I was trying to use parallelization using mutiprocessing to achieve good execution time in an iteration function but I was unable to do that.
My function is this
for i in range(len(self.set)):
degree = self.__degree__(self.set[i])
self.subsets.append(degree)
I call it using
self.__build__()
--
I tried to make a parallel version like that:
def __buildParallel__(self, i):
degree = self.__degree__(self.set[i])
self.subsets[i].append(degree)
I call the parallel version using
import multiprocessing as mp
pool = mp.Pool()
pool.map(self.__buildParallel__, self.set)
Example:
I want to parallelize the build function
import math
class Testing(object):
def __init__(self, inputSet):
self.set = inputSet
self.subsets = []
self.__build__()
def __build__(self):
for i in range(len(self.set)):
degree = self.__degree__(self.set[i])
self.subsets.append(degree)
def __degree__(self, element):
return element[0] * 0.01
anObject = Testing([[1],[2],[3],[4],[5]])
--
Attempted parallel version
import math
import multiprocessing as mp
class Testing(object):
def __init__(self, inputSet):
self.set = inputSet
self.subsets = []
pool = mp.Pool()
pool.map(self.__buildParallel__, self.set)
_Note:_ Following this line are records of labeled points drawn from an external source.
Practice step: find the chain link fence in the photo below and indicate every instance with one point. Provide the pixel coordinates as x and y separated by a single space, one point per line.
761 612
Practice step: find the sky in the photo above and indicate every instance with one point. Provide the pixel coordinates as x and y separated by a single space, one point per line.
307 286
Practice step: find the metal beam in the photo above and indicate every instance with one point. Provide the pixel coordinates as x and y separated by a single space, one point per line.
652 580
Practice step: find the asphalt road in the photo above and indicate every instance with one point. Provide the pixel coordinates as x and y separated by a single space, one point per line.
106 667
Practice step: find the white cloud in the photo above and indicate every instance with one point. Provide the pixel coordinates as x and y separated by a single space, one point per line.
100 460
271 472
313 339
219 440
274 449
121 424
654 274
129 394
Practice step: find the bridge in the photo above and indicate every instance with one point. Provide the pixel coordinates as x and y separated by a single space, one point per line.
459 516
def __buildParallel__(self, i):
degree = self.__degree__(self.set[i])
self.subsets[i].append(degree)
def __degree__(self, element):
return element[0] * 0.01
anObject = Testing([[1],[2],[3],[4],[5]])
What happens is that the program simply does not run and all processors reach 100% usage. What could be happening?
thanks
Any modifications made to a class in a process do so in the context of that process and won't change the original class. With pool.map
, the return values of the mapped function will be collected and returned.
Note that there is overhead in creating the pool processes so this trivial example would normally run slower in parallel, but I've added a sleep to appear that the parallel work takes some time.
import math
import multiprocessing as mp
import time
class Testing(object):
def __init__(self, inputSet):
self.set = inputSet
with mp.Pool() as pool:
self.subsets = pool.map(self.__buildParallel__,self.set)
def __buildParallel__(self, i): # i is just one element, not whole set
time.sleep(5) # build time would be 25+ seconds if not parallel
return self.__degree__(i)
def __degree__(self, element):
return element[0] * 0.01
if __name__ == '__main__':
anObject = Testing([[1],[2],[3],[4],[5]])
print(anObject.set)
print(anObject.subsets)
Result (after 5 seconds):
[[1], [2], [3], [4], [5]]
[0.01, 0.02, 0.03, 0.04, 0.05]